Behavioral Neuroscience students have the amazing opportunity to participate in undergraduate research. Please contact the appropriate faculty members if you are interested in any of the following research topics:
Laboratory: Developmental Neuropsychobiology Laboratory
The Brenhouse lab studies the dynamic interaction between the brain, the body, and the environment throughout early life and adolescent development. Early life stress is a known risk factor for the development of mental illness, however the manifestation of disease does not typically occur until adolescence. Using animal models with genetic, behavioral, and pharmacological manipulation, our laboratory investigates how the chemistry and connectivity of the brain is different during adolescence, how early experience can disrupt normal development, and how we might prevent deleterious changes.

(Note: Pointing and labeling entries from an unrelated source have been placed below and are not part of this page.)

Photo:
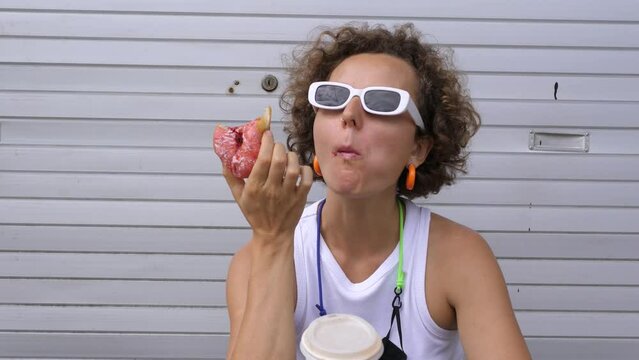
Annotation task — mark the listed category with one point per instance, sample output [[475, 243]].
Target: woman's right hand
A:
[[272, 199]]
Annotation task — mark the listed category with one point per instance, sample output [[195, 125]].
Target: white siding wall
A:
[[116, 227]]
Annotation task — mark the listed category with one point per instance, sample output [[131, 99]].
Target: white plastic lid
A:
[[341, 337]]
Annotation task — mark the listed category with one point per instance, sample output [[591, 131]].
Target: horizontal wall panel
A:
[[217, 81], [570, 272], [198, 214], [122, 239], [199, 134], [118, 133], [274, 28], [214, 188], [112, 292], [554, 166], [556, 113], [114, 266], [574, 298], [568, 246], [216, 320], [582, 349], [204, 161], [528, 9], [152, 80], [152, 346], [227, 54], [240, 108], [136, 106], [228, 241], [207, 294], [113, 319], [601, 141], [588, 324], [123, 186], [113, 346]]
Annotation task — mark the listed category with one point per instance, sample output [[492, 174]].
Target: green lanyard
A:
[[400, 267]]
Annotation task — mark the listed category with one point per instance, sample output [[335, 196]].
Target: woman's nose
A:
[[353, 113]]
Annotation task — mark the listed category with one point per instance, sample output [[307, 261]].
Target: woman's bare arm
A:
[[261, 286], [485, 318], [261, 300]]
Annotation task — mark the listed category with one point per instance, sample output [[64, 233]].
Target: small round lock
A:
[[269, 83]]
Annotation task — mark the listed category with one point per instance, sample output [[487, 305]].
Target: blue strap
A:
[[320, 306]]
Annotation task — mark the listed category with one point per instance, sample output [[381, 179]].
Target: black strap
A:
[[397, 304]]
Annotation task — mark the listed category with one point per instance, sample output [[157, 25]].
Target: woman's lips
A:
[[347, 152]]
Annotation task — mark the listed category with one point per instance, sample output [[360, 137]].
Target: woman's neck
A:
[[360, 228]]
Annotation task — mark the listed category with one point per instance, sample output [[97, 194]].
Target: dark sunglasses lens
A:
[[331, 95], [382, 100]]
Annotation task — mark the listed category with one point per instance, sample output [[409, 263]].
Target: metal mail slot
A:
[[558, 141]]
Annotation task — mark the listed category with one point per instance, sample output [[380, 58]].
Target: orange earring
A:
[[318, 171], [410, 177]]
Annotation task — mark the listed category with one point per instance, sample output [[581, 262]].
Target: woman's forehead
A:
[[364, 70]]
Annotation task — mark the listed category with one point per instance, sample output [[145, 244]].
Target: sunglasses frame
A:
[[405, 101]]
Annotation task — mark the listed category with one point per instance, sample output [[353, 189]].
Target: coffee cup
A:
[[341, 337]]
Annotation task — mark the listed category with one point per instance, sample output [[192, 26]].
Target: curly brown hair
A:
[[443, 102]]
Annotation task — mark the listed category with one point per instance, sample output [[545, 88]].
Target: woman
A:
[[379, 115]]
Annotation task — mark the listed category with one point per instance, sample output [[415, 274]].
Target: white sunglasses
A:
[[378, 100]]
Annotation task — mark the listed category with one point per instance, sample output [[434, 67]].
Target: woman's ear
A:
[[421, 149]]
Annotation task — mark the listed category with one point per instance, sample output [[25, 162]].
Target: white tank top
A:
[[372, 298]]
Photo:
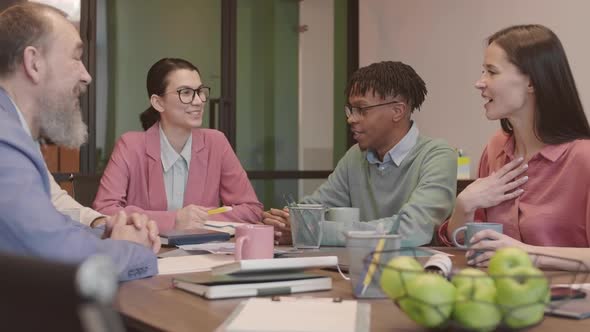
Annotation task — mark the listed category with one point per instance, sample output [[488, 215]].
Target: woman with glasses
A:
[[176, 171], [533, 172]]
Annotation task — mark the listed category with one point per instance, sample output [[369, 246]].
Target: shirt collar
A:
[[551, 152], [170, 156], [399, 152], [21, 117]]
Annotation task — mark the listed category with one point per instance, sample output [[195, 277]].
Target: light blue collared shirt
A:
[[24, 123], [175, 167], [397, 154]]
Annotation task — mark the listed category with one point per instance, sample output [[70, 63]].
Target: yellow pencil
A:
[[373, 266], [219, 210]]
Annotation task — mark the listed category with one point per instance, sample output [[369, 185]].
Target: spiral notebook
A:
[[572, 308]]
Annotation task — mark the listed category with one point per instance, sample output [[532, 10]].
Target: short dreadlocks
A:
[[388, 78]]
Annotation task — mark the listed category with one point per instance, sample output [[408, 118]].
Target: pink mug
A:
[[254, 242]]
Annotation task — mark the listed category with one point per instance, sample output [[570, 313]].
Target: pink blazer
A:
[[133, 180]]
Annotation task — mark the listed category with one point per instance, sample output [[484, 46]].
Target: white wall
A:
[[444, 42], [316, 89]]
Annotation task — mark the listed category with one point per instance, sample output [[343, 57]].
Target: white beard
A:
[[61, 123]]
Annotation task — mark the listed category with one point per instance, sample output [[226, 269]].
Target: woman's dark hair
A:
[[537, 52], [157, 83], [388, 78]]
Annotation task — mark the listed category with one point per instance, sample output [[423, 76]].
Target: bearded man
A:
[[41, 79]]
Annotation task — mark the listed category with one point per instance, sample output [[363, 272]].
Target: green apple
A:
[[430, 300], [396, 275], [475, 306], [506, 259], [522, 296]]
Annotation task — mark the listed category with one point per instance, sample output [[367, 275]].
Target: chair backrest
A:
[[41, 295], [85, 188]]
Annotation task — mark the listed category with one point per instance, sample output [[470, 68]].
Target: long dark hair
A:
[[157, 83], [537, 52]]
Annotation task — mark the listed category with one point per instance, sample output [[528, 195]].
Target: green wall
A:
[[340, 63], [267, 91]]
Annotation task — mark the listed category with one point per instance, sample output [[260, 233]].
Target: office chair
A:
[[41, 295]]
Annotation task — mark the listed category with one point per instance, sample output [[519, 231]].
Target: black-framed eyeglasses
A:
[[349, 110], [187, 95]]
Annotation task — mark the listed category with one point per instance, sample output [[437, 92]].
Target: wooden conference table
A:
[[154, 305]]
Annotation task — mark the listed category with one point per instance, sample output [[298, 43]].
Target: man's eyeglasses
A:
[[187, 95], [362, 111]]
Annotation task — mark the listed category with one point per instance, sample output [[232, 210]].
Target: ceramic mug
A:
[[254, 242], [343, 214]]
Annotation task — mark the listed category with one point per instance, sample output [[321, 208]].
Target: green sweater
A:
[[409, 200]]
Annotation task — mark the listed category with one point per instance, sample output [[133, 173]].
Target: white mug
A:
[[343, 214]]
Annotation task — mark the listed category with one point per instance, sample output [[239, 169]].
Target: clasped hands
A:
[[490, 241], [136, 228]]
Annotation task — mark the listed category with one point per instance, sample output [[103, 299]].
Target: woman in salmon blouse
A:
[[176, 171], [533, 173]]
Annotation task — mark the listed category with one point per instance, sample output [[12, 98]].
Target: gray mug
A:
[[471, 228], [343, 214]]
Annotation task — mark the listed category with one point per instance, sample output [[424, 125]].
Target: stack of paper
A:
[[304, 314], [195, 263]]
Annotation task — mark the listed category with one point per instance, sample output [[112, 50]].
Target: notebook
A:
[[303, 315], [192, 236], [572, 308], [275, 264], [227, 286], [193, 263]]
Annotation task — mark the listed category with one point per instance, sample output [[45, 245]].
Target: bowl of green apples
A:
[[512, 295]]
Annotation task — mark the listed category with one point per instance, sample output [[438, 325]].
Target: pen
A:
[[372, 266], [219, 210]]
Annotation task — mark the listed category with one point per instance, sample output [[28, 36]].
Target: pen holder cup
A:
[[362, 275], [474, 301]]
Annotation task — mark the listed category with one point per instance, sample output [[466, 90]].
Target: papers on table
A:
[[227, 248], [222, 226], [264, 314], [193, 263]]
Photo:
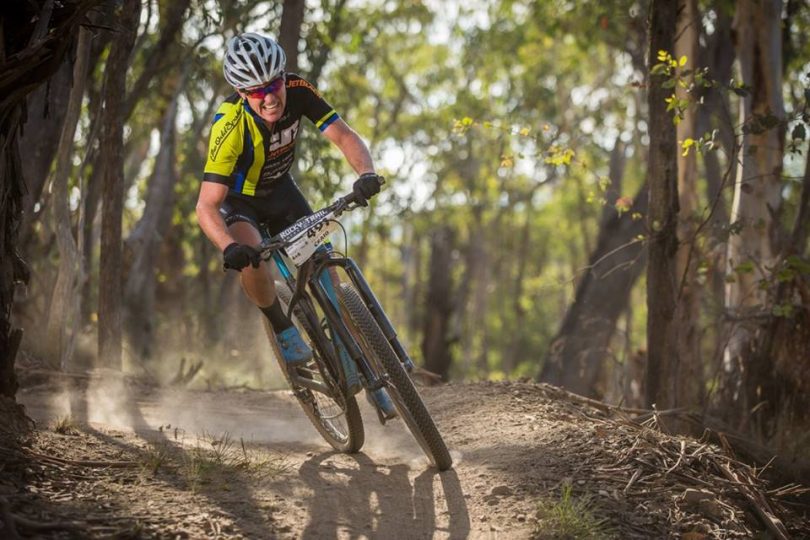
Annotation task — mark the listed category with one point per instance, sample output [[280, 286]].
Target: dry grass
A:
[[569, 517]]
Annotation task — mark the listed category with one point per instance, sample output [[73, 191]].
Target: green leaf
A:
[[800, 265]]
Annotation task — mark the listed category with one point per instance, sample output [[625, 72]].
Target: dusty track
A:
[[513, 445]]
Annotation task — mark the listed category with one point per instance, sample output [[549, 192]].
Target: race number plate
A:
[[305, 245]]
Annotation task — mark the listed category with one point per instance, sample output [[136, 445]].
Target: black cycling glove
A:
[[366, 187], [238, 256]]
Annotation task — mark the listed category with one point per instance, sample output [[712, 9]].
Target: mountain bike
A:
[[354, 344]]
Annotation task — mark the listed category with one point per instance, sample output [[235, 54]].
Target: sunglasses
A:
[[269, 88]]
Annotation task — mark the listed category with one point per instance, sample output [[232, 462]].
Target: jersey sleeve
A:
[[225, 144], [321, 113]]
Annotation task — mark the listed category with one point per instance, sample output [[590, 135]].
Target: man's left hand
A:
[[366, 187]]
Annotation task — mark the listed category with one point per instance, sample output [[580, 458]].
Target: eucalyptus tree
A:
[[37, 37]]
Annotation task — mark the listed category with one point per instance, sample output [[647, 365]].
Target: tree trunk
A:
[[515, 351], [757, 193], [146, 239], [662, 220], [334, 27], [438, 304], [577, 353], [292, 17], [47, 107], [110, 264], [690, 380], [30, 53], [170, 26], [62, 313]]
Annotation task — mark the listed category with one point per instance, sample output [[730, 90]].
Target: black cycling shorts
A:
[[280, 208]]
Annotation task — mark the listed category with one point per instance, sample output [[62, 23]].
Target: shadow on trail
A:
[[355, 495], [229, 489]]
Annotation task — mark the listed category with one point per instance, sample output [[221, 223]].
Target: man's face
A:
[[268, 100]]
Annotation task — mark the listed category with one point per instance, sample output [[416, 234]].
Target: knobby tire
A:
[[309, 399], [407, 400]]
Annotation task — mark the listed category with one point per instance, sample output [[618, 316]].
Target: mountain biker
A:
[[247, 177]]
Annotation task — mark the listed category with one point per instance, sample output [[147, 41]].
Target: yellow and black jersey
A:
[[247, 156]]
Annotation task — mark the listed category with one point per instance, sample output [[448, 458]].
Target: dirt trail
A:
[[517, 448]]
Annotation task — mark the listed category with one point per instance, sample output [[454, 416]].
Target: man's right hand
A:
[[238, 256]]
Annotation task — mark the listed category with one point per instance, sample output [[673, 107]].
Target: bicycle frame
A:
[[322, 261]]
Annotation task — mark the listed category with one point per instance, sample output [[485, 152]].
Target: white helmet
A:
[[252, 59]]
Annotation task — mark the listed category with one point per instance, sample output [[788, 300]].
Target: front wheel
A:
[[409, 404], [335, 415]]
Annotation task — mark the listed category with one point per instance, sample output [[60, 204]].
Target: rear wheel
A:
[[409, 404], [335, 415]]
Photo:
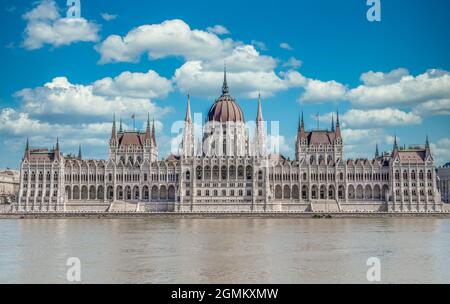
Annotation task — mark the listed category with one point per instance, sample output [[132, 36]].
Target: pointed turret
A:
[[154, 133], [259, 116], [332, 123], [148, 130], [427, 147], [338, 126], [188, 118], [225, 89], [27, 149], [302, 127], [114, 132]]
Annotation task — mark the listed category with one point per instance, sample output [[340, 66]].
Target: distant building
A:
[[232, 173], [9, 185], [444, 182]]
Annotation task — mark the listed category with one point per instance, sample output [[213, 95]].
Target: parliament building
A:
[[226, 171]]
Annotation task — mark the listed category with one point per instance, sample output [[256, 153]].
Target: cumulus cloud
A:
[[322, 91], [433, 107], [193, 78], [441, 151], [135, 85], [218, 29], [400, 88], [293, 63], [60, 97], [45, 26], [286, 46], [108, 17], [170, 38], [387, 117]]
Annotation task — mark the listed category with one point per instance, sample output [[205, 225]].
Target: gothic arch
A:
[[295, 193], [286, 192], [278, 192]]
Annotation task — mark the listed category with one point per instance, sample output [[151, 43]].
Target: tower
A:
[[188, 143], [260, 135]]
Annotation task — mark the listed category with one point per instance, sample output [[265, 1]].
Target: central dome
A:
[[225, 109]]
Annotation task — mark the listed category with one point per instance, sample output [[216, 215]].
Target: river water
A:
[[225, 250]]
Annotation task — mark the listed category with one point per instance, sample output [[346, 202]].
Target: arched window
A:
[[249, 172]]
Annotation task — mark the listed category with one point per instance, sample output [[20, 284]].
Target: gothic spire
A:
[[338, 125], [332, 123], [188, 118], [259, 117], [225, 89], [113, 132], [147, 132], [154, 132]]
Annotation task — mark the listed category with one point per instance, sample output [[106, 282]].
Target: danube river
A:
[[225, 250]]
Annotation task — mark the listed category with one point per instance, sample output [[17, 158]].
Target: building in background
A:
[[444, 182], [9, 186], [226, 171]]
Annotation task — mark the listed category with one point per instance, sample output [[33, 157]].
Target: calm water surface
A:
[[225, 250]]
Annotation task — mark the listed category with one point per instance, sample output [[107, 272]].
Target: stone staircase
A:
[[325, 206], [121, 206]]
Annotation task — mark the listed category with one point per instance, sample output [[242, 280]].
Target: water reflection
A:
[[225, 250]]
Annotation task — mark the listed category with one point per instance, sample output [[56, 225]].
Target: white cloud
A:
[[259, 45], [387, 117], [135, 85], [286, 46], [60, 97], [108, 17], [441, 151], [170, 38], [400, 88], [321, 91], [218, 29], [433, 107], [293, 63], [45, 26], [193, 78]]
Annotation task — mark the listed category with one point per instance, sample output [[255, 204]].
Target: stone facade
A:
[[9, 185], [444, 182], [227, 172]]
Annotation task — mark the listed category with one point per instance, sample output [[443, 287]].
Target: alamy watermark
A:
[[73, 273], [373, 274], [374, 12], [74, 9]]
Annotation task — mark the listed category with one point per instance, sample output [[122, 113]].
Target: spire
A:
[[113, 132], [259, 116], [154, 132], [225, 89], [188, 110], [27, 149], [302, 127], [147, 132], [338, 125], [332, 123], [395, 143]]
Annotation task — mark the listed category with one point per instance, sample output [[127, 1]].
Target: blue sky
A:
[[65, 77]]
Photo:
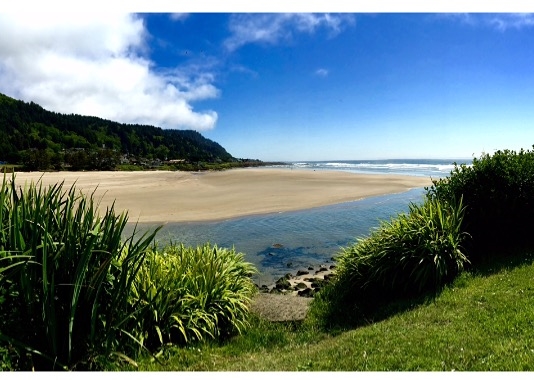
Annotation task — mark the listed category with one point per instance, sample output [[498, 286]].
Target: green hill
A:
[[41, 139]]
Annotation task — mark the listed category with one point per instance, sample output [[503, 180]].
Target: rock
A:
[[306, 292], [283, 284]]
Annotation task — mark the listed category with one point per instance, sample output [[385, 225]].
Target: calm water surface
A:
[[286, 242]]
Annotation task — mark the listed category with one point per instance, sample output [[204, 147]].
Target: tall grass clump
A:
[[193, 293], [65, 276], [412, 254], [498, 192]]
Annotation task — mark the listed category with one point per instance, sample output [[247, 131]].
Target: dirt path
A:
[[279, 308]]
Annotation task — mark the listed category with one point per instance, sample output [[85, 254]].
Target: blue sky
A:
[[291, 86]]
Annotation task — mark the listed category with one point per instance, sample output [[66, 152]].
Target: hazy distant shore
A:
[[160, 196]]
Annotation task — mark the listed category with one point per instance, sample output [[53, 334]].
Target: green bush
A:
[[414, 253], [193, 293], [498, 192], [65, 277]]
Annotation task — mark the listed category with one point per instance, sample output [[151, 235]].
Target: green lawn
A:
[[484, 321]]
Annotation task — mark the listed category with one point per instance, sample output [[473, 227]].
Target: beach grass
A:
[[480, 322], [76, 295]]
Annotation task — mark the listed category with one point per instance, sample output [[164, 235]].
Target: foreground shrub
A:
[[192, 293], [498, 192], [412, 254], [65, 277]]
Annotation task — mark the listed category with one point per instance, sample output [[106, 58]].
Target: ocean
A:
[[285, 242]]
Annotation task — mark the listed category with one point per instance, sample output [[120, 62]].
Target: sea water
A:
[[285, 242]]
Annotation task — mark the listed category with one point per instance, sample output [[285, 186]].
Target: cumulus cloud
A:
[[273, 28], [94, 64], [511, 21], [321, 72], [500, 21]]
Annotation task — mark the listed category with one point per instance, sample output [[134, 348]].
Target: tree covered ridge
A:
[[42, 139]]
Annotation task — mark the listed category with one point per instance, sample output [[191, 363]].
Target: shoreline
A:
[[176, 197]]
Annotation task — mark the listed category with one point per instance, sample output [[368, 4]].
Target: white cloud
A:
[[179, 16], [321, 72], [93, 64], [512, 21], [500, 21], [273, 28]]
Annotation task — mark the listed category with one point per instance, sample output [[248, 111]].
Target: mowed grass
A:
[[483, 321]]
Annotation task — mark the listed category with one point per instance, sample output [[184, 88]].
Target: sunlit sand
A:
[[160, 196]]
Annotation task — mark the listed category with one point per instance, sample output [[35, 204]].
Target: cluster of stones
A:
[[284, 286]]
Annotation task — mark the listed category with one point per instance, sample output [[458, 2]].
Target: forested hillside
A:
[[41, 139]]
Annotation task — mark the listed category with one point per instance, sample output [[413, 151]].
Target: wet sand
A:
[[160, 196]]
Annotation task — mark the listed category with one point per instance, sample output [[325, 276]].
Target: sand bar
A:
[[160, 196]]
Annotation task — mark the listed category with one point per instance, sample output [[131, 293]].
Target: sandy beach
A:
[[160, 196]]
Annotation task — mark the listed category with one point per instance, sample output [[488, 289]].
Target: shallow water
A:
[[286, 242]]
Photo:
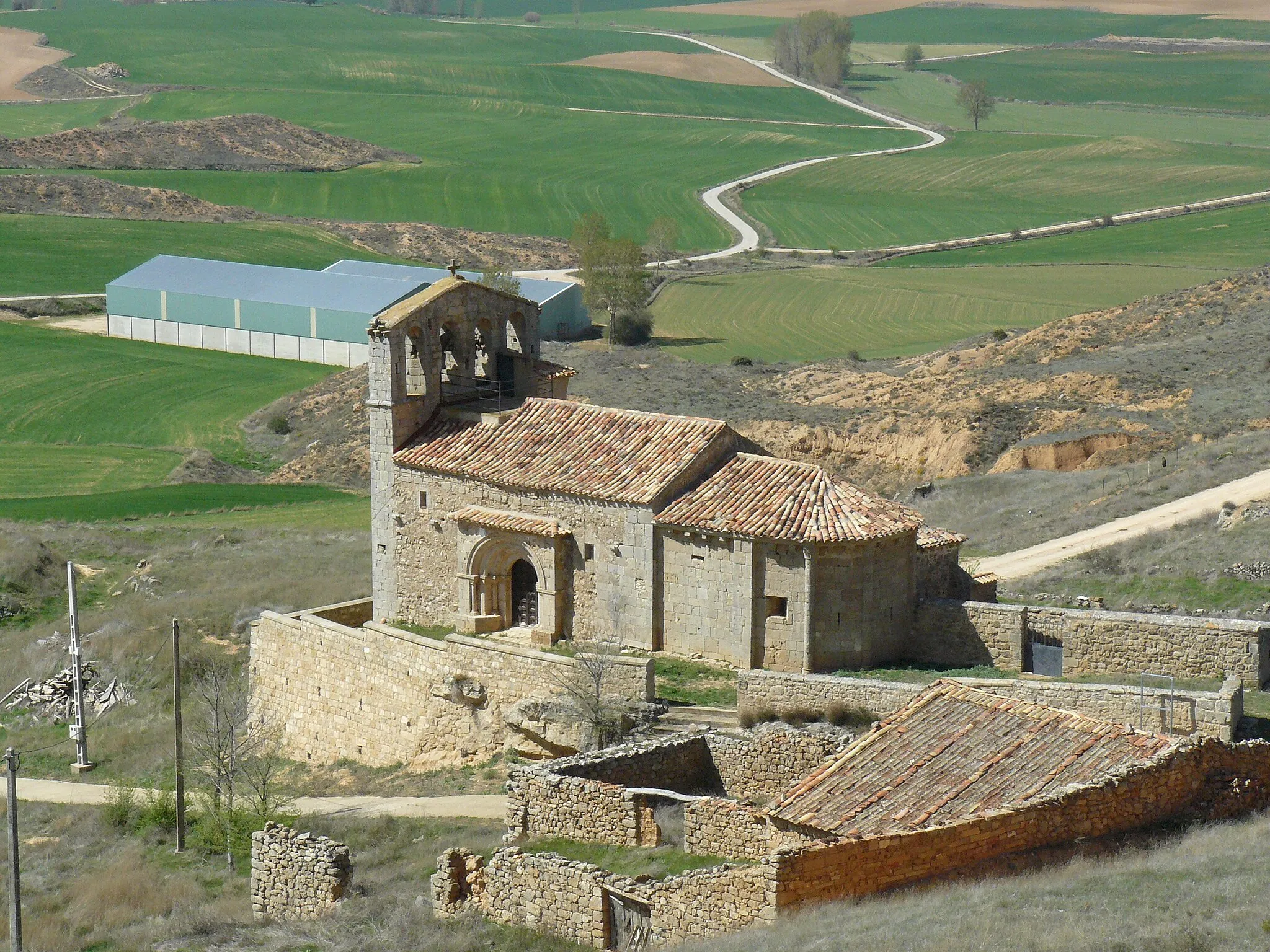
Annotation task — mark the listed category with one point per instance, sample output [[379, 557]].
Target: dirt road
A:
[[484, 808], [1026, 562], [19, 58]]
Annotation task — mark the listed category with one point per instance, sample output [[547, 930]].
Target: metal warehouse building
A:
[[287, 312]]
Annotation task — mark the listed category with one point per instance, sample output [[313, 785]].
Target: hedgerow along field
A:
[[65, 389], [993, 182], [1233, 238], [1228, 82], [483, 104], [813, 314], [36, 262]]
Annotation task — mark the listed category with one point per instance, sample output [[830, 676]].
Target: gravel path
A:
[[1026, 562], [486, 808]]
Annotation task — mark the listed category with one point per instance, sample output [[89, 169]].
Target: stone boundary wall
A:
[[1196, 780], [607, 796], [785, 694], [1214, 714], [549, 894], [770, 759], [1208, 780], [1121, 643], [296, 875], [383, 696]]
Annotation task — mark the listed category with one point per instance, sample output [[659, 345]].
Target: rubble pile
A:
[[54, 700]]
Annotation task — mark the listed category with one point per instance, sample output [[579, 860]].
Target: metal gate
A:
[[629, 926], [1046, 659]]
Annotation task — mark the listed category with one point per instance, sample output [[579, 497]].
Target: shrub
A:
[[121, 805], [750, 716], [633, 328]]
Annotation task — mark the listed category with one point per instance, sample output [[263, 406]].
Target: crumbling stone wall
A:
[[770, 759], [383, 696], [1214, 714], [784, 694], [981, 632], [296, 875]]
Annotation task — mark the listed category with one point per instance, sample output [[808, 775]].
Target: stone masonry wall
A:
[[296, 875], [383, 696], [781, 694], [981, 632], [611, 594], [1214, 714], [770, 759]]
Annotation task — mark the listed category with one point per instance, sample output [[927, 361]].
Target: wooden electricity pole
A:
[[11, 759], [79, 730], [180, 752]]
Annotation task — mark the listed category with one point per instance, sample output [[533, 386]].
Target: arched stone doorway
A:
[[525, 594]]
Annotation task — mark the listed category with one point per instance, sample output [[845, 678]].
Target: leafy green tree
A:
[[613, 270], [974, 98]]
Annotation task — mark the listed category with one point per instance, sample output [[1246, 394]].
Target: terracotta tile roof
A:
[[546, 369], [771, 498], [935, 537], [559, 446], [954, 753], [512, 522]]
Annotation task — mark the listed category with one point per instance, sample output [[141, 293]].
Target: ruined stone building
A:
[[498, 503]]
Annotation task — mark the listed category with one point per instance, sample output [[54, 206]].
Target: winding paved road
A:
[[713, 197]]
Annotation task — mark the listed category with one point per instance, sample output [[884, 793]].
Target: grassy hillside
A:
[[821, 312], [36, 260], [83, 391], [921, 95], [1235, 82], [488, 107], [553, 168], [993, 182], [1237, 238]]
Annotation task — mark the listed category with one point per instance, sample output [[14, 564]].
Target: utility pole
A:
[[11, 758], [180, 752], [79, 730]]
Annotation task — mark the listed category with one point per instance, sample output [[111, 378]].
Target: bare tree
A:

Specialization: Developmental Risk and Protective Factors
Dr. Ferris’s research focuses on developmental behavioral neuroscience. Interests include the plasticity of the brain and how early emotional and environmental risk factors alter social and cognitive behaviors. Risk factors include drugs of abuse like cocaine and alcohol and social subjugation in the context of dominant/subordinate relationships. The laboratory uses standard molecular and neurobiological techniques to study the brains of rodents. In addition, ultra-high field magnetic resonance imaging is used as a non-invasive tool for developmental studies in monkeys enabling one to follow changes in brain structure, chemistry and function in the same animal over the course of its life. The goal of the research is to better understand the brain mechanisms contributing to mental illness and drug addiction in the hope of improving psychosocial and psychopharmacologic intervention strategies.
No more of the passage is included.